According to local media, videos on social media, and rights groups, thousands of Iranian mourners marched to Mahsa Amini’s hometown early Wednesday to mark 40 days of mourning since her death in police custody, defying a heavy crackdown in response to the protests that have since engulfed the country.

Despite a heavy security presence and threats of imprisonment and death from the authorities, mourners poured into Ms. Amini’s hometown of Saghez in northwestern Iran, arriving in cars, on motorcycles, or on foot. By the afternoon, the protests had spread across the country, attracting tens of thousands, and several videos showed security forces opening fire on protesters in Saghez and Tehran. There were no immediate reports of casualties.

Wednesday is the 40th day of mourning for Ms. Amini according to Islamic tradition. She died in Tehran on September 16 after being arrested by morality police for failing to comply with the hijab law, which requires women to wear a head covering. Her family claims she was in perfect health and died as a result of a head injury sustained while in custody. According to the government, she died of a heart attack.

Outrage over her death sparked more than a month of intense protests across Iran, many of which were led by women and youth and called for the end of the authoritarian clerical system. The protests are largely organic and lack centralized leadership, but prior to Wednesday’s day of mourning, several activist groups — women, university students, and youth — issued statements calling for the public to take to the streets.

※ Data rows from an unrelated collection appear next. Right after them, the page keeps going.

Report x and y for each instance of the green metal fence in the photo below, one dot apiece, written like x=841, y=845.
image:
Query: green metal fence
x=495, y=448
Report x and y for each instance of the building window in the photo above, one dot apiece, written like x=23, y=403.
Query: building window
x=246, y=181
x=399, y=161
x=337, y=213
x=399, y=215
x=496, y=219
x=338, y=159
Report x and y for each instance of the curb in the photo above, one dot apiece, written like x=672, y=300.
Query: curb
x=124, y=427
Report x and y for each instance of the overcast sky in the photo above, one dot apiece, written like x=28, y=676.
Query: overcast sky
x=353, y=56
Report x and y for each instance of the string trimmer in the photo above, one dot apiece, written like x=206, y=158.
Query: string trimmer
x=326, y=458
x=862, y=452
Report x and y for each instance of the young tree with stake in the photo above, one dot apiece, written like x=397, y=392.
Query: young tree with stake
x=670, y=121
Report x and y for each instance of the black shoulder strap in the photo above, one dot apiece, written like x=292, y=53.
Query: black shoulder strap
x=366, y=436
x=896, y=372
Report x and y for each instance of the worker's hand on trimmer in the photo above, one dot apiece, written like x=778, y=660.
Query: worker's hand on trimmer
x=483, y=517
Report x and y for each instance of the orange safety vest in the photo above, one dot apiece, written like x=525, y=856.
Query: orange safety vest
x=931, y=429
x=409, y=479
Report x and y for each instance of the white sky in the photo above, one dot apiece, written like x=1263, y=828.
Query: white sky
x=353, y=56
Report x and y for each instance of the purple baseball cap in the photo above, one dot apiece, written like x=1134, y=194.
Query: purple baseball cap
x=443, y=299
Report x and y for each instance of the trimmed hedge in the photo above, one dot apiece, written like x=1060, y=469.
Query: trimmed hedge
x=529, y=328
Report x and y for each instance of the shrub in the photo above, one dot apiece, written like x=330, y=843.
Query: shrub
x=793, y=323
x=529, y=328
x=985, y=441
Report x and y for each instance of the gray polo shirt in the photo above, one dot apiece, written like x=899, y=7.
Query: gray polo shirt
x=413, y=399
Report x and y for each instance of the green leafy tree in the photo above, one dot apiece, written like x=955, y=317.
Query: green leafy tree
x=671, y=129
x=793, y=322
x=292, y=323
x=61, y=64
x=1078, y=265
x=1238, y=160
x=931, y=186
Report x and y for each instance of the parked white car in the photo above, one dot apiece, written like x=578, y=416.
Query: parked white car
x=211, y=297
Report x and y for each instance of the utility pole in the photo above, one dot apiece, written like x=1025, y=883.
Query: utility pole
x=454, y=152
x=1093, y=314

According to rights groups, at least 216 people have died in the protest, including 32 children, and thousands have been injured or arrested. Since the protests began, the internet has been severely disrupted in Iran, and the government has blocked popular applications such as WhatsApp and Instagram, making it difficult for Iranians to communicate with the outside world.

Ms. Amini’s brother, Ashkan Amini, who was with her when she was arrested, paid a visit to the cemetery in Saghez with family on Tuesday and posted a video of her grave covered in red rose petals.

Ms. Amini was a member of Iran’s Kurdish minority, and protesters joined in the day of mourning, shouting “Death to the Dictator!” across the heavily Kurdish region that encompassed her hometown. According to rights groups, many storefronts were closed in cities across the country as business owners stayed at home to commemorate the day.

Anticipating a new wave of unrest on Wednesday, the government deployed anti-riot forces and plainclothes police officers on the streets of Saghez the night before, according to images and videos posted on Telegram by Hengaw, the Norway-based Kurdish rights organization.

According to rights groups and videos posted on social media, the security forces, who had reportedly warned Ms. Amini’s family to cancel plans for a gathering at the grave site on Wednesday in Saghez, closed the city’s access roads the night before to prevent mourners from entering.

According to videos posted by Hengaw, clashes erupted on Tuesday between protesters and security forces who had gathered in the city’s main Mother Square, near the Kurd Hotel, where several high-profile soccer stars were staying to attend the ceremony.

Despite the violence, thousands of mourners, many of whom were dressed in black, arrived in Saghez on Wednesday. Videos showed streams of people flocking on foot to the grave site, which is about two miles from downtown Saghez.

In a message posted on Instagram on the eve of Wednesday’s day of mourning, renowned Iranian Kurdish filmmaker Bahman Ghobadi said, “Don’t be silent. Everyone has to come out tomorrow.” Mr. Ghobadi, using Ms. Amini’s Kurdish name Jina, said she represented Iranians fighting autocratic rulers for freedom.

According to residents of Tehran and social media posts and videos, some Iranians skipped work on Wednesday and some parents kept their children at home in a show of solidarity for Ms. Amini.